What Is Active Metadata?
What happens when you apply machine learning (ML) to metadata so that it can be used to make decisions and trigger actions? Applying ML to metadata transforms metadata into ‘active metadata’, meaning that the metadata is actionable.
Metadata is the data that describes data. For a reminder of metadata types and descriptions, see Metadata Management 101: Know Your Data. Active metadata is ML-augmented metadata that can be used to take action or make decisions based on the metadata.
Active metadata needs to be insightful to be useful for action and needs to be stored and made available in a way that enables operational use. Metadata management platforms apply ML to create insight about the metadata and take action on it. The action can occur by triggering a workflow or a platform may take some action automatically.
Who Uses Active Metadata?
Business analysts make business decisions by analyzing the physical data.
- Physical Data ML Analytic Insight: Customer sales data shows that the demand for a product is increasing.
- Resulting Business Action: The company may increase supply to meet the increased demand.
Data management teams make data management decisions by analyzing the metadata.
- Metadata ML Analytic Insight: Customer sales data contains personal information.
- Resulting Data Management Action: The data team will need to apply a workflow or automation to protect personal information.
Why Does Active Metadata Matter?
This article describes 3 examples of active metadata to illustrate the value of how active metadata is used for privacy and regulation compliance, proactive data quality, and improved data context.
Active Metadata for Privacy and Regulation Compliance
For example, a dataset that includes personal information could have associated metadata to identify that the data includes personal information. The metadata is active because it can be used to take action to protect that data. In an automated platform, the metadata could trigger a role-based dynamic masking policy to show or hide data depending on if the user is provisioned to see certain classifications and types of data.

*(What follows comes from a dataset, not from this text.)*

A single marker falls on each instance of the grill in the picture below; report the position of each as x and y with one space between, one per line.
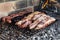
11 32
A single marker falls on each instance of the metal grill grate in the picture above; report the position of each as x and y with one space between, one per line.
9 32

Active Metadata for Proactive Data Quality
Systems that can analyze data and evaluate data quality may include data quality information as active metadata.
For example, a column has a higher percentage of nulls or outliers beyond the acceptable threshold. The metadata will show that the dataset has a quality issue. That metadata is active to be used in a workflow, or to trigger an automated alert that the dataset contains a quality issue. The data owner can now proactively take measures to correct or remove the dataset and prevent that data from being used for analysis.

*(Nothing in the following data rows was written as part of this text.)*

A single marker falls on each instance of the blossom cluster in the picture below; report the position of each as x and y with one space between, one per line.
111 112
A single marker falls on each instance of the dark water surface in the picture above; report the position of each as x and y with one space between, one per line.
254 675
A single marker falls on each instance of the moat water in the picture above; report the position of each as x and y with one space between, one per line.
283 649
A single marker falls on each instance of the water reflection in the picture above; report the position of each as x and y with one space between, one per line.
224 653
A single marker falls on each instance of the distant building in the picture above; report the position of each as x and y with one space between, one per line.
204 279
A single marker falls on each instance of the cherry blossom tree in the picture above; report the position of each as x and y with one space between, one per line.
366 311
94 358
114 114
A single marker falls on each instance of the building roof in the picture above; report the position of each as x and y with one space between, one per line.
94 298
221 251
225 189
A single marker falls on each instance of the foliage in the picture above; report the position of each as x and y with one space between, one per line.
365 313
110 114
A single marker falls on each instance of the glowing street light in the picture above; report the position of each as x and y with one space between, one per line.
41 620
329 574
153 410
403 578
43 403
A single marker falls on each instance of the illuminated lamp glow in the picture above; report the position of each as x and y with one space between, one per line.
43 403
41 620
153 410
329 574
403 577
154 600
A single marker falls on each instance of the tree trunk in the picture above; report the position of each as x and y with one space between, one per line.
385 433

Active Metadata for Improved Data Context
In most instances, data usually does not come in perfectly labeled and defined columns. Sometimes columns names are so obscure that they don’t look or sound anything like the data in the underlying column or data asset.
For example, an organization has a list of social security numbers in a column with a name that gives no indication that the column contains social security numbers. A data intelligence platform can scan the data, determine that the column contains social security numbers, and assign an appropriate name or tag as metadata. Now the dataset has metadata to recognize what the content is and take action on it. A workflow can alert a data steward, or take automated action to assign a friendly name, adding data context for users to understand what that data is and take further action to identify it as sensitive data to be protected.
Active Metadata Exchanges for Platform-to-Platform Orchestration
Data environments are complex and rely on multiple tools and platforms. A platform that generates active metadata is even more valuable if it can use the metadata to enhance and interact with other connected systems in a metadata exchange for platform-to-platform orchestration. BigID is a representative vendor in Gartner’s inaugural market guide for Active metadata management, citing that “Active metadata management is an emerging set of capabilities across multiple data management markets resulting from continuous metadata management innovation.” Gartner recommends that data management platforms use active metadata for interoperability with third-party systems.
Three ways that Active Metadata Management Platforms will use metadata to interoperate are to:
- Export the active metadata to be used as insight or to create action in another connected tool or platform.
- Import “foreign” metadata to build further insight and optimize data strategies.
- Active metadata generated by a platform is used to prompt action or a workflow in a connected tool or platform.
Benefits of BigID Active Metadata
Active metadata is foundational to a modern data governance practice. Savvy data teams know that metadata is essential to describe and manage data, and active metadata is the next evolution of metadata for data governance. Creating metadata that is actionable, and storing the metadata in a way that enables action, makes metadata even more powerful to benefit from emerging data governance capabilities.
BigID Data Intelligence Platform applies ML to analyze data at scale and create active metadata. The platform generates metadata to add context including classifiers, attributes, and policies that are used to take action on data. Some actions, like applying policy information, are taken automatically. Other actions, like collaboration and approvals on glossary terms, trigger a workflow because they require human interaction. The active metadata created by BigID will maximize data value and minimize data risk for any organization wanting to gain context and add automation to manage a data environment.